Support for reserving address space?

aardappel commented 4 years ago

With a 64-bit address space, we don't just get to break the 4GB barrier, but potentially new programming techniques become available, in particular techniques that rely on using larger parts of the address space, i.e. the ability to reserve memory that does not cause physical memory to be used unless touched (possible on native platforms with mmap or VirtualAlloc).

This is particularly useful in working with large data sets, being able to reserve large arrays, and being able to work with them and:

avoid the cost of realloc / memcpy as it grows.
allowing internal pointers that don't get invalidated by those reallocs.
can usually omit bounds checking at each pointer bump / push_back.

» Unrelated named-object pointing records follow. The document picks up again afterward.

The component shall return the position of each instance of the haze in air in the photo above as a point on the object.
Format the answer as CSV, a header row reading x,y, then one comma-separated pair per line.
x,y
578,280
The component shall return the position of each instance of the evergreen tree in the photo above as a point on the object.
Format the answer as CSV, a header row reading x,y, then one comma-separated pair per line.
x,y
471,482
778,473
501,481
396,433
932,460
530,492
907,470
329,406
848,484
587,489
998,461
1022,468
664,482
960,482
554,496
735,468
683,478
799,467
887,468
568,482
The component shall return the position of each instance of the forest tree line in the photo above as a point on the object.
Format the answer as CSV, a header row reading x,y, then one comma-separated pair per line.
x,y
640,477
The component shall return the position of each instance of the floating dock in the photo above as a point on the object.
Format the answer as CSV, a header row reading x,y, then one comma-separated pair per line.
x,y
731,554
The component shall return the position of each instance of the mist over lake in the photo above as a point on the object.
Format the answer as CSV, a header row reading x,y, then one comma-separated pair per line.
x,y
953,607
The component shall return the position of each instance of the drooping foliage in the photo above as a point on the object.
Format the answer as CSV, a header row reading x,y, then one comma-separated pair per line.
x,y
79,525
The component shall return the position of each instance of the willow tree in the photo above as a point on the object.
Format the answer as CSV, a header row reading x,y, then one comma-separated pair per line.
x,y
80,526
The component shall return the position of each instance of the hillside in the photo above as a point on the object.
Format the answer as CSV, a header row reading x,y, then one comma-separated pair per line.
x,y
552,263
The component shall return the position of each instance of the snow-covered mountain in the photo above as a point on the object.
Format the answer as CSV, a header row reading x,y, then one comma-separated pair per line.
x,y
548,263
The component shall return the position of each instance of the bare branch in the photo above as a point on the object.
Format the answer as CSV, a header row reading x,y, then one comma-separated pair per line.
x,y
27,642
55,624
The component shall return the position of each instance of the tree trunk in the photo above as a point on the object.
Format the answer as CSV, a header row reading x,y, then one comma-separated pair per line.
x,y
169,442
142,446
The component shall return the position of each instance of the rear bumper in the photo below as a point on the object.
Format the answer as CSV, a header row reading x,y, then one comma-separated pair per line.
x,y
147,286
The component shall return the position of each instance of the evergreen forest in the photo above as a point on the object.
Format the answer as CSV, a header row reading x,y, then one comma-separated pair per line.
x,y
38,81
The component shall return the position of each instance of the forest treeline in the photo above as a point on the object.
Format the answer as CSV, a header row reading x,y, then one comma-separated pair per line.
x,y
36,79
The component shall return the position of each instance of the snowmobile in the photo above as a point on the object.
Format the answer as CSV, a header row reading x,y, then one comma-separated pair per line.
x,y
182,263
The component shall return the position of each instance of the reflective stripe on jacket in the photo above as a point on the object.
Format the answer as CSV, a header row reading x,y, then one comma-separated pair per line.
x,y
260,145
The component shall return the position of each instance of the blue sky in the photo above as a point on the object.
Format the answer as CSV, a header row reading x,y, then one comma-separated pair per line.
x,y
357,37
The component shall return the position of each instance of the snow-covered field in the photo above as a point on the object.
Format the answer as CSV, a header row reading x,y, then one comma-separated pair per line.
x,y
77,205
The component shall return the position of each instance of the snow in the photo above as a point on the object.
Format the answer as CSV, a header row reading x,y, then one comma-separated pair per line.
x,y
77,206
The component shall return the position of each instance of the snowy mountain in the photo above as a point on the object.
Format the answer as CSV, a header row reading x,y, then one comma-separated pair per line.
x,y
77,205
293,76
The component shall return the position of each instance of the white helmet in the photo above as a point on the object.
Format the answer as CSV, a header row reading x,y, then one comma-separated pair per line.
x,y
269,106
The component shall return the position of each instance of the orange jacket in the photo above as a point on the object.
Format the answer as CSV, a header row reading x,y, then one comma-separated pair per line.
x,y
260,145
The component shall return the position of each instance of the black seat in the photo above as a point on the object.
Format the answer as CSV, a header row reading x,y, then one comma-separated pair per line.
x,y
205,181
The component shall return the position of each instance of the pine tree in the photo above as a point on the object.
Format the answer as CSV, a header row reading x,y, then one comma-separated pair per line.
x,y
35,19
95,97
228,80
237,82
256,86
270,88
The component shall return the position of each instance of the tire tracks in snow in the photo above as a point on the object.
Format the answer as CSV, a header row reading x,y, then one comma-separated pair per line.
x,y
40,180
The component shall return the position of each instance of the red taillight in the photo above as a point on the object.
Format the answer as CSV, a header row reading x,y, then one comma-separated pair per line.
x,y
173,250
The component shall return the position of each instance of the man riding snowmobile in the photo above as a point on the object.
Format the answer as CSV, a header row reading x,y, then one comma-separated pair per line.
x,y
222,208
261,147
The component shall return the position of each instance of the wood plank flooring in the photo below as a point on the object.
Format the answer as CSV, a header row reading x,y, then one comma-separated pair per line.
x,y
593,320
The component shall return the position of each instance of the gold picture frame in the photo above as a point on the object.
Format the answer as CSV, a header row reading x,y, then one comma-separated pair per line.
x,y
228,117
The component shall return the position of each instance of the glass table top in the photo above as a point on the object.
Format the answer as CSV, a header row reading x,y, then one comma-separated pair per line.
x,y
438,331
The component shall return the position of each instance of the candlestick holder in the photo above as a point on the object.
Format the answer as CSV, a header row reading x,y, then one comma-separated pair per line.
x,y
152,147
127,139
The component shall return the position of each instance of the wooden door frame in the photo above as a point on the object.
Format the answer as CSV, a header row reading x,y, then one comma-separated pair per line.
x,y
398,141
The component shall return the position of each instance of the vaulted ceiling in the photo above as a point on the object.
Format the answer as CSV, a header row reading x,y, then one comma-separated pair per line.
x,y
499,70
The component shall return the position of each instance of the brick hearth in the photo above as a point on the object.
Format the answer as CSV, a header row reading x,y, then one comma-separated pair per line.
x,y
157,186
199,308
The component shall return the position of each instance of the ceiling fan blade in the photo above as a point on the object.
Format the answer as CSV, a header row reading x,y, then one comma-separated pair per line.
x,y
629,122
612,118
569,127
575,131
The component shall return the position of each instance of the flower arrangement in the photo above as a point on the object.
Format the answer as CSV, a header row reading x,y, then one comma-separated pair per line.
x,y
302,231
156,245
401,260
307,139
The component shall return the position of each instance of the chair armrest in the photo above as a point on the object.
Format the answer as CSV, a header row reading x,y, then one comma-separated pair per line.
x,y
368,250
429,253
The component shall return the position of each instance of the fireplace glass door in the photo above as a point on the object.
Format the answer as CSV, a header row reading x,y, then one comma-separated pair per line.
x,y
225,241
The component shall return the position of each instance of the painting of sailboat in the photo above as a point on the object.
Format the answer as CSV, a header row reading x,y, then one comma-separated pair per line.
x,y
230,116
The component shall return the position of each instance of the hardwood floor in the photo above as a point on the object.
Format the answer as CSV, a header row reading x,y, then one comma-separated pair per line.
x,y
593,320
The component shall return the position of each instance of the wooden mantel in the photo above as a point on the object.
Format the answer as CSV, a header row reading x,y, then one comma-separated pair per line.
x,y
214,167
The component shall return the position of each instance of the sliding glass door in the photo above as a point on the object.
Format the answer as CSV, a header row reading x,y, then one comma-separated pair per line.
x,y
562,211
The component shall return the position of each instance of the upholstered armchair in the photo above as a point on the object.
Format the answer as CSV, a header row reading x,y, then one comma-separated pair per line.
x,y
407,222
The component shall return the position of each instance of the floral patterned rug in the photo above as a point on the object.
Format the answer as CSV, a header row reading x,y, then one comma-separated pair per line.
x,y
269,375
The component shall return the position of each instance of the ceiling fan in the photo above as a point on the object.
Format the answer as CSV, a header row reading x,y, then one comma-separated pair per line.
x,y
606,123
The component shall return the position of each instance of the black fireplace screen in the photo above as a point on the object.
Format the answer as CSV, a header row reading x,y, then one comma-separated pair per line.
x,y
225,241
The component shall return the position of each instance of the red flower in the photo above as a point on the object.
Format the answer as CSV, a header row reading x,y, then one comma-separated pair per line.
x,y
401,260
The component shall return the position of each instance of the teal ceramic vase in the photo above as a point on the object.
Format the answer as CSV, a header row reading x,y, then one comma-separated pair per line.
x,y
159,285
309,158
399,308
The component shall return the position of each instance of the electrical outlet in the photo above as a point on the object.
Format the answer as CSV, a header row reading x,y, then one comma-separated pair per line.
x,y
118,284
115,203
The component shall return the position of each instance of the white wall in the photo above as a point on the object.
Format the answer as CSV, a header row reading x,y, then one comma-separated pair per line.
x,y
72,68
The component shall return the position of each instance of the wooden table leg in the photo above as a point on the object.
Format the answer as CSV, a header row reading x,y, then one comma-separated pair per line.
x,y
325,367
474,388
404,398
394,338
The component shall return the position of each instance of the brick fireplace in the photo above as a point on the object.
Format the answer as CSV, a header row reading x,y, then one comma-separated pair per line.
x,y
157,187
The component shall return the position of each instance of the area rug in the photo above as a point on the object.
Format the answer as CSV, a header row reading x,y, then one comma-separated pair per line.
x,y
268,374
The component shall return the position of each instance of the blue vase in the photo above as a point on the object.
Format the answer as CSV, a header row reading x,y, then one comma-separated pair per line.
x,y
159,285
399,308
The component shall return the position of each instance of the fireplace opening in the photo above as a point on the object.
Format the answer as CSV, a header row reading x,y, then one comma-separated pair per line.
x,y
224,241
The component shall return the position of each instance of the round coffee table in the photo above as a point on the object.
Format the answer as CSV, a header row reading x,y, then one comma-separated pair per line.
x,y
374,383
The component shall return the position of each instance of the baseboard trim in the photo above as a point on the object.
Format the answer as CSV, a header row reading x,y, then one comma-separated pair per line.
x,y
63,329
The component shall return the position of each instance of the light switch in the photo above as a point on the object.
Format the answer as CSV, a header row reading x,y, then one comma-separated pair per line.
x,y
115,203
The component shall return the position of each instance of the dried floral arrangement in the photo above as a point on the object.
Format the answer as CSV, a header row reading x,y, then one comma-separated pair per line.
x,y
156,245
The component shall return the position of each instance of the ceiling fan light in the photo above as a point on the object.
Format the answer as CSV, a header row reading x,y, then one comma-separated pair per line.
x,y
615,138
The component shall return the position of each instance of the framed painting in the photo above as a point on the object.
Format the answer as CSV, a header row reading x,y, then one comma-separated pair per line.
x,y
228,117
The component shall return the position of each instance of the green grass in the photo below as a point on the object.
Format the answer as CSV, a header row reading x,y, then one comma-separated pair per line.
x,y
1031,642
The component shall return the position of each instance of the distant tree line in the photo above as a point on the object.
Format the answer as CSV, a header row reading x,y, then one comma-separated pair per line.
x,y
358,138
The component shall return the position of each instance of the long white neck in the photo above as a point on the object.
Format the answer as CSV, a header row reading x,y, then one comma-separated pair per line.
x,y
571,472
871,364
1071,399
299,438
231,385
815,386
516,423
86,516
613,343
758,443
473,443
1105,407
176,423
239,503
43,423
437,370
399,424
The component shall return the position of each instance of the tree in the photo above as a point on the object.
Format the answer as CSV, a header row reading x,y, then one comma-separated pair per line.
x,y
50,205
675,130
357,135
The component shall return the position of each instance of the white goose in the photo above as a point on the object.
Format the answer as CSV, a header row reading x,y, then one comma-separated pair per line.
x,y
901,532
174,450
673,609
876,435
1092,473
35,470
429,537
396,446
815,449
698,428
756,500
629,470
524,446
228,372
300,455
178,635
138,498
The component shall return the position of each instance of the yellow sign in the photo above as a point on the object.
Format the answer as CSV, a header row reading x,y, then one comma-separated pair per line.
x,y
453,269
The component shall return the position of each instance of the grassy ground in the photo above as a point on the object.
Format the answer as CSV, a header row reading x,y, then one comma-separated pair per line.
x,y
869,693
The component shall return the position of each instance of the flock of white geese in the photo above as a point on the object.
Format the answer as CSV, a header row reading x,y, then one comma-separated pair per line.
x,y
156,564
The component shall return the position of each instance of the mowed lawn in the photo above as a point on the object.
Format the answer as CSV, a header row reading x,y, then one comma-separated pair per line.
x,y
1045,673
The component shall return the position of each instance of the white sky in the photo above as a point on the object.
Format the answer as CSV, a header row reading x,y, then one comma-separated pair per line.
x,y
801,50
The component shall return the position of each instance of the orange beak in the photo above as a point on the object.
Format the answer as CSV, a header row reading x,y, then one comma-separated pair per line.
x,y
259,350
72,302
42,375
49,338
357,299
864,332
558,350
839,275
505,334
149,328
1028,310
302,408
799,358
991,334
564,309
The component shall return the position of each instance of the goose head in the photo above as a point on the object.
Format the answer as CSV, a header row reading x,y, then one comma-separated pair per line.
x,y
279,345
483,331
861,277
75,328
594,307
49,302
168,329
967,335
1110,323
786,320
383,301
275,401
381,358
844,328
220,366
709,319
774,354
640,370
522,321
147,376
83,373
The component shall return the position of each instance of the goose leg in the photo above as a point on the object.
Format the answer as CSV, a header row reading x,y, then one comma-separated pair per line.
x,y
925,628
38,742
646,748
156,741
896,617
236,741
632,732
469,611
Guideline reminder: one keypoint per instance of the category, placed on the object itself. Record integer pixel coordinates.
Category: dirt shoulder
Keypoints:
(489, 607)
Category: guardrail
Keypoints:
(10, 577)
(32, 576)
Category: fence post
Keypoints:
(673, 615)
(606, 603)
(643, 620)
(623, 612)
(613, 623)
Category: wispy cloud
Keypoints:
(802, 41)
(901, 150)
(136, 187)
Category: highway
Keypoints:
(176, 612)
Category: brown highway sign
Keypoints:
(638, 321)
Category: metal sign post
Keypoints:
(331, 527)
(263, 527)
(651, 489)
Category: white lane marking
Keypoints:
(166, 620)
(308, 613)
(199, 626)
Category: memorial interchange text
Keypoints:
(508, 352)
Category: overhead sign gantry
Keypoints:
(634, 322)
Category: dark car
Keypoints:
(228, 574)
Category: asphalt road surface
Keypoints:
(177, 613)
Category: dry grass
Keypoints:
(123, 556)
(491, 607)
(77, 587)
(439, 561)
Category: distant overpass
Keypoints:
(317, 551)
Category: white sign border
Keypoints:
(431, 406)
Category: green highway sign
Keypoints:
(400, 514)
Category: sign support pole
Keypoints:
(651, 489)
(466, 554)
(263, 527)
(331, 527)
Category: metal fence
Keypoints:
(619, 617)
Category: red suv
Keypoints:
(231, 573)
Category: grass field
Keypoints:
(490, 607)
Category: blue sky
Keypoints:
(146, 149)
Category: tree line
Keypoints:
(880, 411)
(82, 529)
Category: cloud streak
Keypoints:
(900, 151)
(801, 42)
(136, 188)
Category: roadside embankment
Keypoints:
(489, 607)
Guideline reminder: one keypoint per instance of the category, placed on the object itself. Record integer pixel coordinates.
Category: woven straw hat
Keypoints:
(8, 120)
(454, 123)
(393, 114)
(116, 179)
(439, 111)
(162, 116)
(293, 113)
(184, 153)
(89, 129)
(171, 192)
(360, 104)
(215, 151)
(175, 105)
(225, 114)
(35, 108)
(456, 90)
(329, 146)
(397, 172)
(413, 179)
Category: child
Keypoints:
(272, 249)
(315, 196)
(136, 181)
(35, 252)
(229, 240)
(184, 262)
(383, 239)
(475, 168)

This can be particularly useful for implementing programming languages, that like to manage the implemented language's objects in a single contiguous blocks, and for whom the above 2 downsides of realloc would be prohibitive.

Efficient coroutine implementations may rely on it. I can see it also useful for databases, larger caches etc.

We already have memory.grow that can extend memory without realloc, but that only allows one such large array, and assumes we have complete control over the allocator and other runtime code that may be using memory, which may be impractical.

Question is, how could we allow for this functionality?

Radical but simple: we could enable this by default, by simply specifying that untouched pages of Wasm memory do not cause physical memory pressure. This would require all implementations to use mmap underneath for all Wasm memory, which may be unpractical. There is also the question to what extend memory reserved with mmap can typically fail after being reserved, which to my knowledge it won't if not called with MAP_NORESERVE, but I'm no expert.
Add an explicit new instruction, like memory.reserve, which would guarantee address space above the limit that memory.grow has been called. The limit established by memory.grow would all be committed memory, and above that, uncommitted until touched. This would also be helpful in the case that reserving can fail and/or not all implementations want to support it (if memory.reserve fails, the program can fall back on a different memory strategy).
Add an actual mmap like instruction. That is likely unpractical since we may not want to have to deal with "holes" in our memories.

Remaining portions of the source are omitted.